Harta Karun Sejarah di Tengah Perumahan Baru yang Bikin Penasaran
Hallo Wargi Bogor! Siapa nih yang sering naik KRL lewat Stasiun Cilebut, atau malah sudah pindah dan tinggal di perumahan-perumahan baru di sana? Pasti kalian sudah tahu dong tentang Tugu Lonceng Cilebut?
Bogor memang gudangnya peninggalan masa lalu yang keren. Tapi ada satu situs cagar budaya yang kisahnya makin kekinian dan menarik untuk diulik: Tugu Lonceng.
Monumen ini dulunya sempat terlupakan dan nyaris tenggelam di antara lapak PKL dan semak belukar. Namun, berkat perkembangan daerah dan munculnya komplek perumahan modern di sekitarnya, kini Tugu Lonceng mendapat spotlight baru—tempat yang dipagari dan sedikit lebih terawat.
Kebayang gak sih, sebuah pilar tua peninggalan zaman kolonial Belanda berdiri kokoh di tengah lingkungan yang serba baru dan modern?
Tugu ini ibaratnya adalah saksofon tua di antara speaker Bluetooth canggih. Keberadaannya sekarang lebih aman (karena dipagari), tapi tantangannya pun berubah. Fokusnya bukan lagi soal penyelamatan dari semak, tapi soal gimana menjadikan situs ini berharga dan edukatif di tengah gaya hidup serba instan.
Artikel ini bukan cuma mau bahas sejarah yang oldschool, tapi kita mau ajak kalian buat kepo soal nasib Tugu Lonceng yang baru dan ajak semua pihak untuk lebih peduli. Yuk, kita bongkar update terbaru Tugu Lonceng dan kenapa situs ini harus kita viralkan dengan cara yang benar!

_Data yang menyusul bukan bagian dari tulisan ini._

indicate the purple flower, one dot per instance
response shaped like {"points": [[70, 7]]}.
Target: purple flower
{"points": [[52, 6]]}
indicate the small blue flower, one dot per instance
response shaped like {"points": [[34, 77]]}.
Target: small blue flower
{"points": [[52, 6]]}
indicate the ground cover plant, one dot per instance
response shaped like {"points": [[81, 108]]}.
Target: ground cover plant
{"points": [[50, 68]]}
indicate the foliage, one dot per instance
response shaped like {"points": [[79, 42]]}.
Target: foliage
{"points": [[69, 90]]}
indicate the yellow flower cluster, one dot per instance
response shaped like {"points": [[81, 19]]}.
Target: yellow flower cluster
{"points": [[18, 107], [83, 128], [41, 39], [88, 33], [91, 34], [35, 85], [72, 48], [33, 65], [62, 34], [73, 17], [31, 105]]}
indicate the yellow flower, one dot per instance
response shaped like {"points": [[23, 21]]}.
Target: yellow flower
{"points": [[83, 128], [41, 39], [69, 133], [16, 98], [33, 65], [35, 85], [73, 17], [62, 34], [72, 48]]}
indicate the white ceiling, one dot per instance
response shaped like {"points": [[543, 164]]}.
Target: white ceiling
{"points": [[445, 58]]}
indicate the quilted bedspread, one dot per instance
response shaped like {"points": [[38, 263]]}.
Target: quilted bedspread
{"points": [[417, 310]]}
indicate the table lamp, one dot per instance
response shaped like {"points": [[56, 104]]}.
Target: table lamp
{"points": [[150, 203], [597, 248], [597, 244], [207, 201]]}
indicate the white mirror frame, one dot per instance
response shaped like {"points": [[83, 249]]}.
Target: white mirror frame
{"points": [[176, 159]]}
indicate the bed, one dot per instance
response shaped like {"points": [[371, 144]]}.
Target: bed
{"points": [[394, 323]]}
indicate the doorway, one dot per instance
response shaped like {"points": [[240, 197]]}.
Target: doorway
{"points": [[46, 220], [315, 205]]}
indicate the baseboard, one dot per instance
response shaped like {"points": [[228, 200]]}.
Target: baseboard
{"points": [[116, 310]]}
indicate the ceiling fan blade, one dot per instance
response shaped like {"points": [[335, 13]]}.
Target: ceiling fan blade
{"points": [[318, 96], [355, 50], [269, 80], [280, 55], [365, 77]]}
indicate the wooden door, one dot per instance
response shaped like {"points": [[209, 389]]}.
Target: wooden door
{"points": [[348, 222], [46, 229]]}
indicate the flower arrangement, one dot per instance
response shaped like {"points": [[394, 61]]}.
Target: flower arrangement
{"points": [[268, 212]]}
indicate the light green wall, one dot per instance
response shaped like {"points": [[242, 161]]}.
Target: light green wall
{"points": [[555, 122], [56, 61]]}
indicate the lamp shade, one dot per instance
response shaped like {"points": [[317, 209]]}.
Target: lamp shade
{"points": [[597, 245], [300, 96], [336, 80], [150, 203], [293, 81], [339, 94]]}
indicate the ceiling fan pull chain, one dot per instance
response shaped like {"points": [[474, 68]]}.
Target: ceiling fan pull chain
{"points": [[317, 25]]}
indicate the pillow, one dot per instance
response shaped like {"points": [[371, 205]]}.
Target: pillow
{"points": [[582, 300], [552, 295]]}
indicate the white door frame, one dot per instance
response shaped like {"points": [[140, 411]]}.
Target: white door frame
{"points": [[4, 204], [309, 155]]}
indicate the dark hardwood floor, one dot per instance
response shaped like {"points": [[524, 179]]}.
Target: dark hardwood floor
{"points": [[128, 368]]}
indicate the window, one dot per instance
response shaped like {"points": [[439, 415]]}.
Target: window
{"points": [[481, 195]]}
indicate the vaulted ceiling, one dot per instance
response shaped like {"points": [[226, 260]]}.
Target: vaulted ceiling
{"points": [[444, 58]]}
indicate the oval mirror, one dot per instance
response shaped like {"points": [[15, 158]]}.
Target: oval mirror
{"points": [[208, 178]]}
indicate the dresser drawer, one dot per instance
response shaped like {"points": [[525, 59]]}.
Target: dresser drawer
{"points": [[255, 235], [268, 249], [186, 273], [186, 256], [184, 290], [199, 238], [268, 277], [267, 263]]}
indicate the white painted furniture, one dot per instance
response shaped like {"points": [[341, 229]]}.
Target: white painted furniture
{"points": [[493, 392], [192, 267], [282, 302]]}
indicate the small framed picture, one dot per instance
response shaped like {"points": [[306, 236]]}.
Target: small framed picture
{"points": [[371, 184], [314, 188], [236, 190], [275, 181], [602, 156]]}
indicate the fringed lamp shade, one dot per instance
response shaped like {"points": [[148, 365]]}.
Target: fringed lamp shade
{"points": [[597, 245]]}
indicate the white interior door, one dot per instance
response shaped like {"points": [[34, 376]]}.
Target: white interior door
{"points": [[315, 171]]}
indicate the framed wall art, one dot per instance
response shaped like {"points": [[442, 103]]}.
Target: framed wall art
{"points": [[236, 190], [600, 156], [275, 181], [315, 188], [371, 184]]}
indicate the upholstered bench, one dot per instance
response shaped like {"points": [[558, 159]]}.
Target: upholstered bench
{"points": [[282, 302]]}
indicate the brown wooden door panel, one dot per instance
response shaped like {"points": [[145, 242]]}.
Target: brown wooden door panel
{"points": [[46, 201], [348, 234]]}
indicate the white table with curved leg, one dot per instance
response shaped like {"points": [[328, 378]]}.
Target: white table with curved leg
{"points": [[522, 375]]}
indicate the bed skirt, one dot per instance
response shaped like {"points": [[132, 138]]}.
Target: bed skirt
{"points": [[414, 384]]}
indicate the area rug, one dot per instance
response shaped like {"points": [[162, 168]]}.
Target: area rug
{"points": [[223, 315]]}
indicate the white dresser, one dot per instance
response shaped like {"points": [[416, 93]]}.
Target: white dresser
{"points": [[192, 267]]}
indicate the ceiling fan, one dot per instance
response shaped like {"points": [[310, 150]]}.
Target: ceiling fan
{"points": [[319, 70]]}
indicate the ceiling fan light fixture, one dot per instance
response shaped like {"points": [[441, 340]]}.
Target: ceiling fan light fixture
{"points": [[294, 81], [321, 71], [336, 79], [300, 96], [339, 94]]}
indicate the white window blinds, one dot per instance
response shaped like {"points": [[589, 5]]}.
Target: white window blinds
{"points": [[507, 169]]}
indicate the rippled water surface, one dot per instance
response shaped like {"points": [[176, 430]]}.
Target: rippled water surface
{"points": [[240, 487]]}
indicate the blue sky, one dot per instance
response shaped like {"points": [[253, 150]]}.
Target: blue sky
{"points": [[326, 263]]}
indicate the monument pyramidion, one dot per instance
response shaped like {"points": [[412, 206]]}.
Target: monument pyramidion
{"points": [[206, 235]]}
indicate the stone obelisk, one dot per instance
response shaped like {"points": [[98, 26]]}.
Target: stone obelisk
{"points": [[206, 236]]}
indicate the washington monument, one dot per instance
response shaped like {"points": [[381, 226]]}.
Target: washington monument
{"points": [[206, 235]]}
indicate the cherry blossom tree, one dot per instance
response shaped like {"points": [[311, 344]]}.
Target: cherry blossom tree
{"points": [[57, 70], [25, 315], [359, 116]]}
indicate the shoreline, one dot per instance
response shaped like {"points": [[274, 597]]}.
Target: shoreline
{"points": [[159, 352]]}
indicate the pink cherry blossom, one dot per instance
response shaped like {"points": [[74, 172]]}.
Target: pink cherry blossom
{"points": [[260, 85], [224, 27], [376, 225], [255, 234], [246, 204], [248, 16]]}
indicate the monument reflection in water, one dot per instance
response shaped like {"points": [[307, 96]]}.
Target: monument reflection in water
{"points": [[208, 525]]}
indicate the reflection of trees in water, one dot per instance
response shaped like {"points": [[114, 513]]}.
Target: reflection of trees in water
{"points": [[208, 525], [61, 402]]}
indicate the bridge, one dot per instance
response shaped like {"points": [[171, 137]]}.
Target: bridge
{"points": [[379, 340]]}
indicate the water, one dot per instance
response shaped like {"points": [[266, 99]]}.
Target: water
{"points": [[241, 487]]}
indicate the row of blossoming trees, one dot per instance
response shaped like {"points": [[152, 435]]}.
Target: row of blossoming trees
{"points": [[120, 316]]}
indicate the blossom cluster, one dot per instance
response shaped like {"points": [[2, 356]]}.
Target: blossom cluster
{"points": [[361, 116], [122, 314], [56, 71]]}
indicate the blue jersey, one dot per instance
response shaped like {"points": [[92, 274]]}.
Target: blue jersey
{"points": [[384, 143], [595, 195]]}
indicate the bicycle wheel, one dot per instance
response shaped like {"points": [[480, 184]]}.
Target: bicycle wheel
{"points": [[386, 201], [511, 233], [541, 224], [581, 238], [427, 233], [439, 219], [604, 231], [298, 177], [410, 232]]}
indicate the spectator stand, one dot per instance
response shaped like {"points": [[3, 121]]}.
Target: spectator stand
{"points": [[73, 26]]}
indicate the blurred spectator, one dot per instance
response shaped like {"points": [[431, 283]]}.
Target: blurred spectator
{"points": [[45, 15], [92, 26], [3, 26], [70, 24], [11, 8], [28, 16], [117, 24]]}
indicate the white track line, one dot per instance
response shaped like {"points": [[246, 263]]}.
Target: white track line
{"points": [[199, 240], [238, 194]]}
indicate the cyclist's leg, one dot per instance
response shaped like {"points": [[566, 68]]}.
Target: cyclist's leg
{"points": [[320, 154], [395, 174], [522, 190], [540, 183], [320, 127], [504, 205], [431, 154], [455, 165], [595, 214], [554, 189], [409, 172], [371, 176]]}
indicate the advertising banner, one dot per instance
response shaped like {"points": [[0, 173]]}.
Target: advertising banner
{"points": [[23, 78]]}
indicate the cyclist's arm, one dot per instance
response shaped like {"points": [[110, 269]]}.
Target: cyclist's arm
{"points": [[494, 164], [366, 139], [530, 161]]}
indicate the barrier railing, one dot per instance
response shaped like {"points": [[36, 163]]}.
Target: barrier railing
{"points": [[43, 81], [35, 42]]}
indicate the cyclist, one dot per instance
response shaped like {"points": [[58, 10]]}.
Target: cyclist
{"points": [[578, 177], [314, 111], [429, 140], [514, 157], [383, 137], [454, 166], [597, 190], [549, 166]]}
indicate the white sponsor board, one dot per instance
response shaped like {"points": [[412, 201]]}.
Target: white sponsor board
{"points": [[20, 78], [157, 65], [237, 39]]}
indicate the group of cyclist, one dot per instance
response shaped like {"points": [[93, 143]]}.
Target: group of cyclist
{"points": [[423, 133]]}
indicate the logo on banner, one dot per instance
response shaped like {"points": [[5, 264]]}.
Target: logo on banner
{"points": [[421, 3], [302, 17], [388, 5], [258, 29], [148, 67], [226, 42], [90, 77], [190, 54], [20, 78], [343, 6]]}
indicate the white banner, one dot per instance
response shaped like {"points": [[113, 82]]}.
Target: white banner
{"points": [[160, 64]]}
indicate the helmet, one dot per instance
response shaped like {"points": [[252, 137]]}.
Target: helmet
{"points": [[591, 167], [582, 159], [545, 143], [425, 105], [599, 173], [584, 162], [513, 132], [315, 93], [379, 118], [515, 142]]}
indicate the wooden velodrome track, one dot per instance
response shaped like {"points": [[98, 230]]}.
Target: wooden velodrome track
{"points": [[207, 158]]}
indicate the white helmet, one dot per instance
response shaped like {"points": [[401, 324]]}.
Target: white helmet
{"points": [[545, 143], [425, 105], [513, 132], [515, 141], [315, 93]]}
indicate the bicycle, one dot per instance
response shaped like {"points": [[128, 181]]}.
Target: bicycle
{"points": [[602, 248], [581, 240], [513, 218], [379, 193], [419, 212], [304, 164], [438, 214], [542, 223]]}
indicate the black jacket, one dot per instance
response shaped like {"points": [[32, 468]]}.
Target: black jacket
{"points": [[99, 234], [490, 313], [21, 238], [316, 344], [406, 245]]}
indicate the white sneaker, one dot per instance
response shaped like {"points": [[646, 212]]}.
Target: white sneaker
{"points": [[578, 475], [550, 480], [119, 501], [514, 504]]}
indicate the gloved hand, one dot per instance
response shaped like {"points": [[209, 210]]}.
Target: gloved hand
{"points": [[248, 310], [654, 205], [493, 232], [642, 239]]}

🕰️ Flashback Zaman Baheula: Lonceng Kontrol yang Tak Boleh Dilupakan
Sebelum kita bahas kondisi update Tugu Lonceng, kita wajib tahu dulu value dari Tugu Lonceng ini. Tugu yang berlokasi di Jalan Pendidikan, Cilebut Barat, Kabupaten Bogor ini dibangun sekitar tahun 1930-an dan sering disebut “Lonceng Budak”.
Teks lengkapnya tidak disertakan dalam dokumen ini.